Date Sent:  29 JUL 1949

Sender: Agnes & Will

Recipient: Mrs J Binns, Shephards [sic] Farm, Ikncornshaw [Ickornshaw], Cowling, Yorkshire

Transcript:

Dear Edie & all

Just a card wondering how you all are, have you heard anything about your hand let me know soon. Love from Agnes & Will.

Hand written postcard with red stamp

Agnes and Will’s postcard pencilled from Peckham is brief and to the point.  A picture of the Tower of London is always a good messenger, but dating the image is a real challenge. Sometime between 1928 and 1949 is a little vague.

Lutyen’s First World War Mercantile Marine Memorial unveiled in 1928 stands alone in the foreground – its Second World War companion still to be added. The horse drawn cart emerging from behind the trees recalls late Victorian views. However, it is not the anachronism it first appears. Haulage firms were investing in fleets of trucks by the 1920s, but some breweries retained their horse-drawn drays for local deliveries into the last decade of the twentieth century. So, in the absence of any other vehicles for comparison and the unhelpful arboreal camouflage, not much mileage there.

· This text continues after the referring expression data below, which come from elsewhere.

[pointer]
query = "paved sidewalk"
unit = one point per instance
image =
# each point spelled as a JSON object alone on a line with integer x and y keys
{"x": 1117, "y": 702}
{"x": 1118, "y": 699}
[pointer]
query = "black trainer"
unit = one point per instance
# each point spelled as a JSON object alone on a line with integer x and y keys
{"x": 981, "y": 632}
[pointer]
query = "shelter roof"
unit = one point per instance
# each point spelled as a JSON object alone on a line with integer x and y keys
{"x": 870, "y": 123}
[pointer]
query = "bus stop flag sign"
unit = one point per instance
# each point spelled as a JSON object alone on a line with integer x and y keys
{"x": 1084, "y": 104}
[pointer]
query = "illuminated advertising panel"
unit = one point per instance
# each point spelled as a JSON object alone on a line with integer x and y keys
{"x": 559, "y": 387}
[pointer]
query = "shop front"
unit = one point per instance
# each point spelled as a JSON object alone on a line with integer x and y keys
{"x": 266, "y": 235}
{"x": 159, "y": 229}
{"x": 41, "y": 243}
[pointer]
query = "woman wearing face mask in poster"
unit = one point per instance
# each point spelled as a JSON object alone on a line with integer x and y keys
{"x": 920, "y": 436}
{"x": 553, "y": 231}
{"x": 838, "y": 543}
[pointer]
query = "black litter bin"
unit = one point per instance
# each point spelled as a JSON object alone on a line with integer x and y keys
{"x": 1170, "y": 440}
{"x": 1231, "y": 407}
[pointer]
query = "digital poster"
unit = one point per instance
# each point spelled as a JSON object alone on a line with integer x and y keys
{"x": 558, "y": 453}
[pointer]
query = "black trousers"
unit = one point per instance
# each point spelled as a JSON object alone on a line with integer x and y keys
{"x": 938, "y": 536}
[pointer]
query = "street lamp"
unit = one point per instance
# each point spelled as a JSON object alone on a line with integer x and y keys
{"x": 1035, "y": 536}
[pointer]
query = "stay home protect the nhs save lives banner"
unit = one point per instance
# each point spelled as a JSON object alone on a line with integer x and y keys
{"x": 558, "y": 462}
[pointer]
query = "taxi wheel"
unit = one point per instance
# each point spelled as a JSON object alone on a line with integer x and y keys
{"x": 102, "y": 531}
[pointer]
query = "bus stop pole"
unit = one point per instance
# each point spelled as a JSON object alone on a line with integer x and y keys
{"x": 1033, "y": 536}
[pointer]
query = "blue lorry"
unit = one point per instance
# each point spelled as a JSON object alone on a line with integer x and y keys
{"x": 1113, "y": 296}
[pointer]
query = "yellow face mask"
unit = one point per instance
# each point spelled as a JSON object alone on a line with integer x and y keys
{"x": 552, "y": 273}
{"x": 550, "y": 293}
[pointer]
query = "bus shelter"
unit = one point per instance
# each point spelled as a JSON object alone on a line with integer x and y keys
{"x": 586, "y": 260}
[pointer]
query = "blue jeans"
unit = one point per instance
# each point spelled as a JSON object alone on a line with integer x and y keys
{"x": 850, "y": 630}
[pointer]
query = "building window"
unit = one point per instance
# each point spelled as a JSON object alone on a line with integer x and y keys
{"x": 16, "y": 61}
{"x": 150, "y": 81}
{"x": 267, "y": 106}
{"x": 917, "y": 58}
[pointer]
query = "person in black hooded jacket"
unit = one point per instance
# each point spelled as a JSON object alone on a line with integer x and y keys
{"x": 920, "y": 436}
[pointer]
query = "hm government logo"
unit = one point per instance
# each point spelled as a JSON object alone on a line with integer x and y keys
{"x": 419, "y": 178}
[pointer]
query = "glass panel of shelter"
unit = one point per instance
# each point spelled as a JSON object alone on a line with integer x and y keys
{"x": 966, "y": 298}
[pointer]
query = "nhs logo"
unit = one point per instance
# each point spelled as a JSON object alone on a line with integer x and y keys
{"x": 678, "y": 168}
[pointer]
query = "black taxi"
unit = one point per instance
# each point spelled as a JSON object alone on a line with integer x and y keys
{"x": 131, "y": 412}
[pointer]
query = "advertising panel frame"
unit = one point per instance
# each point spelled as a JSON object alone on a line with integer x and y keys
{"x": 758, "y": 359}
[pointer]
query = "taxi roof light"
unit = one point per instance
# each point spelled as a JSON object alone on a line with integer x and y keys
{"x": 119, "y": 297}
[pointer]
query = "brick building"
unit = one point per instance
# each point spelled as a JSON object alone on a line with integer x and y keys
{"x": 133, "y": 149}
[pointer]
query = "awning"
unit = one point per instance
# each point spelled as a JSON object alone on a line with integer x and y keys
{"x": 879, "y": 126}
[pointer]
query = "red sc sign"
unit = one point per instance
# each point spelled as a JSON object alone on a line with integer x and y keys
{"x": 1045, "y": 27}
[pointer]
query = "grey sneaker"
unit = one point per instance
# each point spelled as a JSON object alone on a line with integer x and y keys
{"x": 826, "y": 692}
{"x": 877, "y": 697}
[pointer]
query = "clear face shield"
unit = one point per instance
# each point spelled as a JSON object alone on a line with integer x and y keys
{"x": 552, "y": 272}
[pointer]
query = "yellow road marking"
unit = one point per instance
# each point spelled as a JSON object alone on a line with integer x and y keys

Sepia image of the Tower of London and tower brdige with text The Tower and Twoer Bridge, London

The angle of the shot, presumably taken from the roof of the Port of London Authority Building opened in 1922, manages to conceal the most easily identified of the Tower’s battle scars – stopping short of the North Bastion on the outer wall destroyed in October 1940.  Trees cloak where the shell of the Main Guard gutted by fire from incendiary bombs dropped that December might still stand. The potential chimneys above the canopy are in fact the funnels of the ship passing through Tower Bridge’s raised bascules. Tower Hill, also the victim of extensive bomb damage, is just out of shot. Meanwhile, the slice of moat visible does not appear to have been commandeered as allotments as the area south of the site next to the Wharf was.  Nor does the better quality of the card help – throughout the war and its aftermath old stock had happily been dug out and re-circulated.

I’m sure that Mrs Binns didn’t care about such details – the view is recognisably the Tower and Tower Bridge.  Her friends’ concern was far more important.  As to the back story – was it Edie’s hand that was injured – or as Shepherds Farm is involved, does it refer to one of the farm workers? We can only hope that one of the many Yorkshire Binns can cast further light on the matter.